La fumée de sa cigarette au coin de ses lèvres brouillait son regard sans parvenir à empêcher ses yeux futés d’épier le déhanchement des passantes. Le gamin esquisse un sourire complice destiné au marchand d’en face, en guettant les faits et gestes de ses clients. « Il le faut pour ne pas se laisser voler », lance-t-il. Hassen (pseudonyme), 12 ans, tient un étal d’ustensiles de cuisine à la rue d’Espagne (centre-ville de Tunis) appartenant à son cousin. Une énorme bague scintille à son petit doigt dont l’ongle se distingue par sa longueur. Les gestes vifs, négociant âprement avec les chalands, il a tout l’air d’un marchand chevronné. Pourtant, cela fait à peine un an qu’il a débarqué à Tunis.
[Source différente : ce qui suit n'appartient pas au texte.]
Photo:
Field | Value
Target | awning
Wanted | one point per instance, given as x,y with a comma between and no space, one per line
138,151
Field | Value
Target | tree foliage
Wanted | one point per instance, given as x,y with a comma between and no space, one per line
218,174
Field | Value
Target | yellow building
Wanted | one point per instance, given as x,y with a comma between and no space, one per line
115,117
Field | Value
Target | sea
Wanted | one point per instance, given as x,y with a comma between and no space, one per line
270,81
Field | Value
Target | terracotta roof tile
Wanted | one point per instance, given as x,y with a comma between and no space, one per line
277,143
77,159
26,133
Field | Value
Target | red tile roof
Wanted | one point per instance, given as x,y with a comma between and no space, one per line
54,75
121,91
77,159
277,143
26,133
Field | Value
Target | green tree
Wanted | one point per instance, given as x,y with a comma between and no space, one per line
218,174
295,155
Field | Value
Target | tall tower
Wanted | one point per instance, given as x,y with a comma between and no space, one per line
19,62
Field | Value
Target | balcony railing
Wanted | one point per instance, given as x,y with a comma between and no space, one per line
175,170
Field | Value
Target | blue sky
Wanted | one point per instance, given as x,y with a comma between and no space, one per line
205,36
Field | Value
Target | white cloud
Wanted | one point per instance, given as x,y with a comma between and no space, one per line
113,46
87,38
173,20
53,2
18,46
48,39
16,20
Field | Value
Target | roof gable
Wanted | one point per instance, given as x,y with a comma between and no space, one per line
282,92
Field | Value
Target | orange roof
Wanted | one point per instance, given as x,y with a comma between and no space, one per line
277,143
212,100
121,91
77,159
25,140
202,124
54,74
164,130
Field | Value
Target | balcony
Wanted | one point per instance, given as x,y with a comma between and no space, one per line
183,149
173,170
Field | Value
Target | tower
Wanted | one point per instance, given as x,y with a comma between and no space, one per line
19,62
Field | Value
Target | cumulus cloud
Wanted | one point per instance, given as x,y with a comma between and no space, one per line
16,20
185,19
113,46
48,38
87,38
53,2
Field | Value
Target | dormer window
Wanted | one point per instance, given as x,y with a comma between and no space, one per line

Originaire du sud du pays, il est venu rejoindre ses cousins installés dans la capitale pour travailler avec eux. « J’ai quitté les bancs de l’école et on n’a pas de terre à cultiver au bled alors je suis venu travailler ici », raconte-il. Troisième d’une fratrie de cinq enfants, il avance qu’il a été encouragé par ses parents pour suivre le chemin emprunté par ses cousins. D’ailleurs, il loge avec eux dans un taudis à Bab Jazira. « Je ne suis pas un enfant, je sais compter sur moi », se targue-il en riant.

Travailler au souk, un projet familial

C’est à Bab Jazira qu’on retrouve Rabii (pseudonyme), 15 ans. Ce jour-là, il tentait avec son père de déjouer le contrôle des agents municipaux qui sommaient les marchants des étals anarchiques de lever le camp. A peine les agents partis, ils réinstallent leur étal de produits ménagers. Sa maigreur et son air juvénile contrastaient avec ses mouvements assurés et hardis alors qu’il prêtait main forte à son papa. Timide, l’adolescent laisse parler son père. Originaires du centre du pays, l’homme et son fils travaillent ensemble depuis moins d’un an. Ainé d’une fratrie de quatre enfants, Rabii a abandonné ses études au bout de la première année de collège.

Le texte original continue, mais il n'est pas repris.